On a Saturday morning in March, when the first buds were appearing on the flowering cherry tree, I was writing at the kitchen table when I heard the screech of brakes like someone was slamming on them to stop. When I went to the window, I saw Adam, with an enormous smile on his face, cli
mbing down from the driver’s seat of a camper as long as two dumpsters, jutting out from the end of our driveway and into the road.
I went outside in wonder.
“Well, what do you think?” Adam asked, actually patting the thing affectionately. “She’s a beauty, isn’t she?”

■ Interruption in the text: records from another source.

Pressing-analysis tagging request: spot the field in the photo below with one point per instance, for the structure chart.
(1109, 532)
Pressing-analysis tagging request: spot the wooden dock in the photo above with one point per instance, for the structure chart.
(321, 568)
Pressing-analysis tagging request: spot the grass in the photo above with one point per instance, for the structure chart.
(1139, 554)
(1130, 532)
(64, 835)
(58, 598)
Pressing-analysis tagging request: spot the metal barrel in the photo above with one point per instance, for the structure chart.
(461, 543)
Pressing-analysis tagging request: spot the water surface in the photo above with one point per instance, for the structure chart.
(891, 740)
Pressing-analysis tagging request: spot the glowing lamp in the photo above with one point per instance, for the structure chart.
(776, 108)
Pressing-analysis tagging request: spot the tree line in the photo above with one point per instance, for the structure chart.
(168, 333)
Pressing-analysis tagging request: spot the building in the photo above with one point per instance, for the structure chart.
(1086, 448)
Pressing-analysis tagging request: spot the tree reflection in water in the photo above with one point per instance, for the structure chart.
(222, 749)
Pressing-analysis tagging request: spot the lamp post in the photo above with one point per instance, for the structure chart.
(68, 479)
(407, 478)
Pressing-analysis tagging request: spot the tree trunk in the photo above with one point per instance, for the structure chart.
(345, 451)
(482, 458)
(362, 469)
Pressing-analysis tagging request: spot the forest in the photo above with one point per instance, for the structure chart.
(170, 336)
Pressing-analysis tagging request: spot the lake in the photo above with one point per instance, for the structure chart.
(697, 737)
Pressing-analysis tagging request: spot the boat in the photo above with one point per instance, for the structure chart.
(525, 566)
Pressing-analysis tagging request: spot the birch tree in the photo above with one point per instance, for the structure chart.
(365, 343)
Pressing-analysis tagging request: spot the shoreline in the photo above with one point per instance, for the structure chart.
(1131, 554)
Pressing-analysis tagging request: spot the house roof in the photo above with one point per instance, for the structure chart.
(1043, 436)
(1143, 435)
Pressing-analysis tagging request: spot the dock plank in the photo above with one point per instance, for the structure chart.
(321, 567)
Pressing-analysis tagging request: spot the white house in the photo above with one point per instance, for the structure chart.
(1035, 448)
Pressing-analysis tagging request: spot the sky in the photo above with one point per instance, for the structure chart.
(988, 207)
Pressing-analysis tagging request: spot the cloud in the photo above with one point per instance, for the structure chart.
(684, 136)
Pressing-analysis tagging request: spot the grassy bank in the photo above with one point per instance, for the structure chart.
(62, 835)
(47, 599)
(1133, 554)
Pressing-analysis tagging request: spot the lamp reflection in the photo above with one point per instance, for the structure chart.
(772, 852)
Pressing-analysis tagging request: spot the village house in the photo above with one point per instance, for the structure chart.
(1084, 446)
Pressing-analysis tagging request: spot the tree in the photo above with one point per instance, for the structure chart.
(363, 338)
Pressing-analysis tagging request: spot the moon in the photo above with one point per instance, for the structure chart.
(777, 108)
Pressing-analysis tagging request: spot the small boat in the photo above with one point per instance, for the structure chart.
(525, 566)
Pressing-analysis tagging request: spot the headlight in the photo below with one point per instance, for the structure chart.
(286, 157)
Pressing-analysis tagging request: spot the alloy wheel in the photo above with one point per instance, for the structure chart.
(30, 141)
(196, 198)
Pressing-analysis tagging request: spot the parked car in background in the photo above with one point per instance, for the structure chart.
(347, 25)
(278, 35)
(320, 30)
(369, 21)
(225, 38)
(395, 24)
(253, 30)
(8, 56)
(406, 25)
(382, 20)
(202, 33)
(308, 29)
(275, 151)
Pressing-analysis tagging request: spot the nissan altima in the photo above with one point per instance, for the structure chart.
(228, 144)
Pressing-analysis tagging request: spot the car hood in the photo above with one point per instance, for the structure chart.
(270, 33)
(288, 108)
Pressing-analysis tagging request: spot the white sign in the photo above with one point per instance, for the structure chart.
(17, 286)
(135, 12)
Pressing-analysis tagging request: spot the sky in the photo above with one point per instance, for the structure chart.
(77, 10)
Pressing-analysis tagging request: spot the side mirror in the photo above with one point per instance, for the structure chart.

All I could think was that he’d rented the RV for a trip à la the Chevy Chase vacation movies. But he hadn’t even talked about a trip like that.
“Nice,” I said, trying to keep my voice even. “What’s it for? Planning a vacation?”
“A vacation of a lifetime,” Adam said, using his sleeve to shine the door handle. “She’s ours.”
“Ours? I don’t understand—where’s your truck?”
“Sold it to buy this beauty.”
I sat down hard on the front lawn, trying to take it all in. Sold his truck. Stashed money. Bought a camper. Without me even knowing?
“You’re kidding, right?”
“Jess, I’m serious. Thought we’d take weekend trips, all of us together. And there’s more good news: the company expanded my territory across New England all the way up to Maine. So, I’ll be on the road more—sorry about that part—but I figured instead of hotels, I’d take the RV and stay at campgrounds.”
I tried to make sense of his words. But I couldn’t get past his statement that we’d all go camping on weekends.
The kids were too busy with their own lives and wouldn’t give up a weekend with their friends to go away with us. And my idea of going away for the weekend was watching the sunset from the balcony of a little B&B.
Sure, we’d been camping when the kids were young, hauling out a tent big enough for the four of us, portable grill, sleeping bags, a bag of marinated chicken, water sandals, towels, marshmallows, even lights to string on trees near our site.